従来、感染症を発症させるウイルスの不活化(感染力の消失)の方法が研究されている。不活化には、ウイルスやウイルスに汚染されている対象物を、ウイルスを不活化する性質を有する液体や気体に接触させる方法が一般的である。
これらのうち、液体を用いる方法としては、アルコールによる拭き取りや浸漬が挙げられる。これらの方法は、必要な道具や器具などが小さく簡便であるため、人の手や小さな道具などに付着したウイルスの不活化には効果的である一方で、大型の家具や電子機器などには適応し難い。
対して、気体を用いる方法は、必要な機械やコストが大きくなりやすいが、不活化処理の対象物が液体で濡れてしまうことがなく、また、気体が行き渡る箇所であれば隅々まで不活化することが可能であるため、例えば室内全体を一括して不活化処理をする場合に適している。
ウイルスの不活化効果を示す気体としては、ホルムアルデヒドやエチレンオキサイドなどが知られているが、これらの気体は、残留性が強く人体に悪影響を及ぼしやすい。そのため、残留性の低いオゾンガスによる不活化が注目され、多く検討されている(例えば特許文献1参照)。
ところで例年、ノロウイルスやインフルエンザウイルスなどを原因とするウイルス感染症の流行が話題となっている。近年では、毒性の強い鳥インフルエンザの人への感染が確認され、また、豚由来の新型インフルエンザが世界的に流行するなど、病原性の高いインフルエンザウイルスの感染拡大が懸念されている。
インフルエンザを例にとると、感染経路には、(1)感染者のくしゃみや咳によって、インフルエンザウイルスを含む気道分泌物の小粒子(飛沫)が周囲に飛び散り、該小粒子が直接人の呼吸器や目などの粘膜から侵入することにより感染する「飛沫感染」、(2)飛沫から水分が無くなった微粒子が空気中に漂い、当該微粒子を人が吸い込むことによって感染する「空気感染」、(3)飛沫が付着したドアノブや家具など(感染源)に触れることによりインフルエンザウイルスが手に付着し、ウイルスが付着した手で目、鼻、口などに触れ、あるいはウイルスが付着した手で食事をすることにより感染する「接触感染」、の3種があるとされている。
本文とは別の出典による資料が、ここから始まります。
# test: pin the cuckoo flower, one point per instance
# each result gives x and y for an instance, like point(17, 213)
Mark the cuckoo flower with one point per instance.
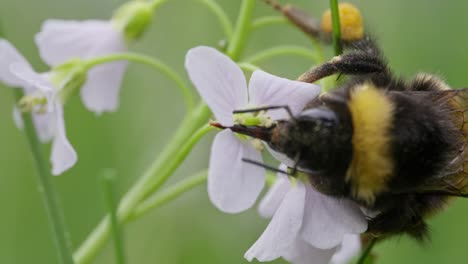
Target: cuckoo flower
point(42, 98)
point(233, 186)
point(62, 40)
point(307, 226)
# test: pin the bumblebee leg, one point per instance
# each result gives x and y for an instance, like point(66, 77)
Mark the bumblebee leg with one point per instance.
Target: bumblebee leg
point(299, 18)
point(353, 63)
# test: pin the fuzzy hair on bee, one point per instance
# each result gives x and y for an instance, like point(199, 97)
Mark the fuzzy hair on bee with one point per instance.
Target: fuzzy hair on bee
point(397, 147)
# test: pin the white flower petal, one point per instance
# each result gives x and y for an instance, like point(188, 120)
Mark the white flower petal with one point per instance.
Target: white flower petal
point(233, 185)
point(8, 56)
point(275, 195)
point(220, 82)
point(61, 40)
point(303, 253)
point(350, 247)
point(31, 80)
point(63, 156)
point(283, 229)
point(101, 91)
point(17, 118)
point(269, 90)
point(45, 125)
point(327, 219)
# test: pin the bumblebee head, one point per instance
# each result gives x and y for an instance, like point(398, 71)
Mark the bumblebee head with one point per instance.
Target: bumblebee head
point(317, 141)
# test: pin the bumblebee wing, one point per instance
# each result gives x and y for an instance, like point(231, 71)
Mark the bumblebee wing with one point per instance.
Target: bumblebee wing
point(454, 179)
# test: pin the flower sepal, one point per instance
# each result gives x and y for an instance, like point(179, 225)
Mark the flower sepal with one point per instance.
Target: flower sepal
point(70, 76)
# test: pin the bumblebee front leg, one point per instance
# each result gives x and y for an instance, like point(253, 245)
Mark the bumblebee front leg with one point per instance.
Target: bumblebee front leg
point(353, 63)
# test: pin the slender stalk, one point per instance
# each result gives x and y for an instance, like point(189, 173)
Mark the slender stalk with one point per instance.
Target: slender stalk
point(47, 189)
point(108, 180)
point(367, 251)
point(154, 63)
point(169, 194)
point(156, 3)
point(268, 21)
point(283, 50)
point(248, 66)
point(243, 27)
point(337, 47)
point(98, 237)
point(169, 167)
point(222, 17)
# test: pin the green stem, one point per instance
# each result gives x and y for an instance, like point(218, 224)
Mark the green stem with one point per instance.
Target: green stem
point(243, 27)
point(152, 62)
point(248, 66)
point(336, 27)
point(283, 50)
point(168, 168)
point(222, 17)
point(169, 194)
point(98, 237)
point(108, 180)
point(367, 251)
point(268, 21)
point(156, 3)
point(46, 188)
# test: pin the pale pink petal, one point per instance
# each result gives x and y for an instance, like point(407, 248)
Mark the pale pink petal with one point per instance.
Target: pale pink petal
point(31, 80)
point(275, 195)
point(233, 185)
point(18, 118)
point(8, 56)
point(61, 40)
point(269, 90)
point(220, 82)
point(303, 253)
point(101, 91)
point(45, 125)
point(350, 247)
point(63, 156)
point(283, 229)
point(327, 219)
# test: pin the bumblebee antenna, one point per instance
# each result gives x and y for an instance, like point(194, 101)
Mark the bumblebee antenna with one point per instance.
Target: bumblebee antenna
point(270, 168)
point(250, 110)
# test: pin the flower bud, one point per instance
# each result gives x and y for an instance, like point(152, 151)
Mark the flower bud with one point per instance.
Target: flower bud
point(133, 18)
point(36, 103)
point(351, 25)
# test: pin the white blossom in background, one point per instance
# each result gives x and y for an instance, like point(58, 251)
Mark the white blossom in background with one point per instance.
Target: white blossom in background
point(307, 227)
point(48, 117)
point(62, 40)
point(233, 185)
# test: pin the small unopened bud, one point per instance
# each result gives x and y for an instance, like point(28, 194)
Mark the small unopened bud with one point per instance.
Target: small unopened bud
point(36, 103)
point(351, 25)
point(133, 18)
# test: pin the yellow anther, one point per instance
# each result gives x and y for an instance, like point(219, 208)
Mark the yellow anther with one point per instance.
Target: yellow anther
point(350, 22)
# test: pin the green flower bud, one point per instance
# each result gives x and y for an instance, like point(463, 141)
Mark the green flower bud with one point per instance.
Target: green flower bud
point(133, 18)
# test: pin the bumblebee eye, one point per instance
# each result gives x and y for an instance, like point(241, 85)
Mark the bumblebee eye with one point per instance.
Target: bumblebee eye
point(319, 114)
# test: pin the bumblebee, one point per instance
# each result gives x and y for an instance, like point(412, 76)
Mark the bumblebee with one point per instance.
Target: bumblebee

インフルエンザは、多くの人が集まるオフィスなどの室内環境において感染が拡大しやすいことが知られる。このような室内環境における感染経路を想定すると、前述の3種の感染経路を介した感染のうち、飛沫感染については感染者のマスク着用、空気感染については空調や換気によって抑制することができると考えられており、推奨されている。
しかし、接触感染については、ウイルスが空気中に再飛散し難いために、空調や換気による抑制は困難である。加えて、インフルエンザウイルスは、感染源に付着してから24時間経過した後であっても感染力が確認された例があるほどに、自然には不活化しにくい。そのため、一度ウイルスが付着した感染源は、長時間に渡って接触感染の感染源となりうることから、インフルエンザの感染抑制のため、効果的な接触感染対策が求められている。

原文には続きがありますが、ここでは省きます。